= H.M. Krishna Murthy =

H.M. Krishna Murthy is a former researcher from the University of Alabama at Birmingham. In 2009, several of his publications were retracted from scientific journals after accusations of scientific misconduct surfaced. UAB began investigating claims of fraud in January 2007 after the validity of the proteins came into question. The university's probe produced ten publications that were shown not to be valid. These publications have since been retracted from their respective journals. Murthy's publications dealt with the crystal structures of several proteins that he had claimed to have determined using crystallographic methods. It was found that these protein structures were never properly determined and the primary crystallographic data for at least some of them have been fabricated by Murthy.

==Professional career==
In 1981, Murthy began his work with protein crystallography as a post doctoral researcher at Yale University. While he was researching there, Murthy worked under renowned crystallographer Thomas Steitz. The research Murthy did while at Yale is regarded as genuine. In 1998, Murthy began working at the University of Alabama at Birmingham. There, he was a research assistant professor in the Center for Biophysical Sciences and Engineering.

==Protein structure fabrication scandal==

In 2007, H.M. Krishna Murthy was working as a researcher at the University of Alabama at Birmingham when questions regarding the authenticity of his work surfaced. European crystallographers were looking into some of the structures that Dr. Murthy had claimed to have solved and began to see issues. Graduate students in the Netherlands working under Dr. Piet Gros also spotted problems throughout Murthy's work. Gros pointed out the many missing layers throughout the structure of C3B. When asked to provide further information about the structures, Dr. Murthy could not provide enough information to prove their validity. Gros and several other scientists decided to check the work and discovered unrealistic and physically impossible data. After receiving this information, the university decided to launch an investigation of their own. A committee of experts (appointed by the University of Alabama at Birmingham) in the field with no conflicting interests looked into the case and determined that the structures were more than likely fabricated. The group discovered that these structures defied many physical and chemical laws, further proving that these protein structures were fictitious. The team looking into the fraud suggested that the structures be removed from the public record.

In total, twelve of H.M. Krishna Murthy's structures and ten of his papers were affected by this scandal. The papers were retracted by their respective journals and upon retraction. All of the structures have been removed from the Protein Data Bank. The protein structures in question were 1BEF, 1CMW, 1DF9, 2QID, 1G40, 1G44, 1L6L, 2OU1, 1RID, 1Y8E, 2A01, and 2HR0. Murthy's falsified data ended up affecting 449 papers.
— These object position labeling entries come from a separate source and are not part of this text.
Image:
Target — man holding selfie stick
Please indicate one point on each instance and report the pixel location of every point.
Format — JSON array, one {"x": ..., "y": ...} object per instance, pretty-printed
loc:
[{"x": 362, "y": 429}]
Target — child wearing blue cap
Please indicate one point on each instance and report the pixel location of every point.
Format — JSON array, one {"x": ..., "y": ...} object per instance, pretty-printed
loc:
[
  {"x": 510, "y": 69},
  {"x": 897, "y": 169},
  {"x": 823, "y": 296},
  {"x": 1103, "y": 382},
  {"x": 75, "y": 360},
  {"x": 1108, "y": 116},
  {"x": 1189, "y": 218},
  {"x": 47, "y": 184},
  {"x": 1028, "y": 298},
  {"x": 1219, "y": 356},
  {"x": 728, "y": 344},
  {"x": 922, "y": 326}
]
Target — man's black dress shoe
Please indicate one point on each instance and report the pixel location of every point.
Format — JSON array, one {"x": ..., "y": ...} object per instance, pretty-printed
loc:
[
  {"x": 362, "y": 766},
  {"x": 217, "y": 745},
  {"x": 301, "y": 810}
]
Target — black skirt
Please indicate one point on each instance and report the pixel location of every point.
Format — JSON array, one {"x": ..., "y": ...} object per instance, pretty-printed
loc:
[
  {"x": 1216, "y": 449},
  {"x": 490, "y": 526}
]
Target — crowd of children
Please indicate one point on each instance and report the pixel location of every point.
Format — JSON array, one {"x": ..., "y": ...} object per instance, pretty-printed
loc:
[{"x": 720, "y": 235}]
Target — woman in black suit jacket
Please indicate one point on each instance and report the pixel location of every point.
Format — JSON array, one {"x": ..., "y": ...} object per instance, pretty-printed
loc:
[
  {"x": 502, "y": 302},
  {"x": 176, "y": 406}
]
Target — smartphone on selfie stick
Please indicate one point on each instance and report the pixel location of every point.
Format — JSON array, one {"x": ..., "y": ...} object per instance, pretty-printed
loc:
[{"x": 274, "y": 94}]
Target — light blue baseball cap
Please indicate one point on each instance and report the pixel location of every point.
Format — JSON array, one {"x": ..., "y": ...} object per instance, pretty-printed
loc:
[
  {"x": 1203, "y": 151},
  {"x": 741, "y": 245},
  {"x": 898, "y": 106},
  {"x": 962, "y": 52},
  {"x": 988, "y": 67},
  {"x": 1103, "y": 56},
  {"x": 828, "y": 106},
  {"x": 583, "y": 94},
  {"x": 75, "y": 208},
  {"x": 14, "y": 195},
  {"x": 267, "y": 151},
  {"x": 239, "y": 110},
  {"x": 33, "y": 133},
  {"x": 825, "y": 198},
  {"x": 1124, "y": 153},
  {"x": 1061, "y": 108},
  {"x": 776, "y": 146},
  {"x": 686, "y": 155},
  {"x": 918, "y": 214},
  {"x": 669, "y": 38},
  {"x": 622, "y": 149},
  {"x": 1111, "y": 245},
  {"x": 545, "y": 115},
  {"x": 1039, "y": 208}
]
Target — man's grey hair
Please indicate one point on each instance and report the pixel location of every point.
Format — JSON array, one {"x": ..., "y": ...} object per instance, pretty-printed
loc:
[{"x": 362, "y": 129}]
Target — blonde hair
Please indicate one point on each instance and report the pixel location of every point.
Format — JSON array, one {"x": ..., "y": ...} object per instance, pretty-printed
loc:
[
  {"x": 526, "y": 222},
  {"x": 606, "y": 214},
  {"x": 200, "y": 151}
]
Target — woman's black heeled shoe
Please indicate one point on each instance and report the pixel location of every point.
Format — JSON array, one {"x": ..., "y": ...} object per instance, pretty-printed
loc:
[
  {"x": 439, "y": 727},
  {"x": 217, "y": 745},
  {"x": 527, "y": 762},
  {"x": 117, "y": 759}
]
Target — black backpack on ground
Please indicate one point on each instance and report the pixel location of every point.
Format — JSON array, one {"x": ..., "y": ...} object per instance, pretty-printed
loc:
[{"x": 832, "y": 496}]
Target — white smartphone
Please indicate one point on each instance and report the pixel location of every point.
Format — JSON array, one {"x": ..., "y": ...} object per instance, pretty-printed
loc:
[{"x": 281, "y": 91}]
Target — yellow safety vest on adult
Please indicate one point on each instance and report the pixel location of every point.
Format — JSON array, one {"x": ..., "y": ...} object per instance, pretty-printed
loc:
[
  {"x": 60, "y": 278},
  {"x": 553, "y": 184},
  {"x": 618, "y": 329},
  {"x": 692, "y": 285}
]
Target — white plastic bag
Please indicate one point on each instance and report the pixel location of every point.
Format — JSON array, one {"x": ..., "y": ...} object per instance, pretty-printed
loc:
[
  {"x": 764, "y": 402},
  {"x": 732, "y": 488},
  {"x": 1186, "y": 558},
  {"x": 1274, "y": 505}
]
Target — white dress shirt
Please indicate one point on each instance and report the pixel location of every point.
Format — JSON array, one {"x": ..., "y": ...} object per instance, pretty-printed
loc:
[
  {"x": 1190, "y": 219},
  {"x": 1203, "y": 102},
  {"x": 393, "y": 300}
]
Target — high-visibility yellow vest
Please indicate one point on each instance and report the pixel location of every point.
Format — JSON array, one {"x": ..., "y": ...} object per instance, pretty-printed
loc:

These papers covered a range of topics; everything from dengue to Taq DNA polymerase.

The UAB investigation turned up significant amounts of data proving Murthy falsified these protein structures. In multiple instances, they found impossible electron densities and highly unlikely geometries. Furthermore, they found inconsistencies in the data indicative of computer generated information. In some cases, the information Murthy cited as proof of the structures was not a piece of original work. This confirmed the fictitious nature of his structures by showing that he had used another protein as a model for his creation. Specifically, Murthy tried to pass some elements of a known structure of TAQ polymerase (PDB entry 1TAQ) as a new structure (PDB entry 1CMW). When the misconduct inquiry looked for Murthy's work on several of these proteins, no experimental data was made available to them. Most significantly, no one has been able to experimentally support any of Murthy's structures.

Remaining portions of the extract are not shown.